Showcase Your Technical Skills:Don’t forget to mention your hands-on experience with computational packages and programming languages. We want to see how you’ve applied these skills in real-world scenarios, so be specific!

Apply Through Our Website:We encourage you to apply directly through our website for the best chance of getting noticed. It’s the easiest way for us to keep track of your application and ensure it reaches the right people!

How to prepare for a job interview at Google DeepMind

Know Your Stuff

Make sure you brush up on your knowledge of computational materials science and the specific simulation methods mentioned in the job description. Be ready to discuss your hands-on experience with tools like VASP or Quantum ESPRESSO, as well as any relevant projects you've led.

Showcase Your Leadership Skills

Since this role involves mentoring junior researchers, prepare examples of how you've successfully supervised teams in the past. Highlight your approach to fostering scientific growth and ensuring high-quality research output.

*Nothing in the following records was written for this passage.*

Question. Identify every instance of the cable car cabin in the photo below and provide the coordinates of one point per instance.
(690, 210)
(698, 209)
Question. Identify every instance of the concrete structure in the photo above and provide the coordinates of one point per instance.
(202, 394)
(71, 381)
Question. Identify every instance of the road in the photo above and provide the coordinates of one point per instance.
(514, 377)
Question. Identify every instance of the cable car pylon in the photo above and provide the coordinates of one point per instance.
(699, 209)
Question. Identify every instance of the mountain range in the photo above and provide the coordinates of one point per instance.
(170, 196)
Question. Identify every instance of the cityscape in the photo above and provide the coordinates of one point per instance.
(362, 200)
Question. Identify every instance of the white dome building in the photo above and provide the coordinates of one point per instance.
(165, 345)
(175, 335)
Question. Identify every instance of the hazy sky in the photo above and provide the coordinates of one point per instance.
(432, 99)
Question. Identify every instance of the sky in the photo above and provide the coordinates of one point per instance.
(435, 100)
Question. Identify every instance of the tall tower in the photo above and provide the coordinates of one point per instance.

Prepare for Technical Questions

Expect to dive deep into technical discussions about first-principles simulation methods and their applications. Practise explaining complex concepts clearly, as you'll need to communicate effectively with both computational and experimental teams.

Demonstrate Collaboration

This position requires cross-functional collaboration, so think of examples where you've worked closely with AI researchers or software engineers. Be ready to discuss how you bridged gaps between different disciplines and contributed to successful project outcomes.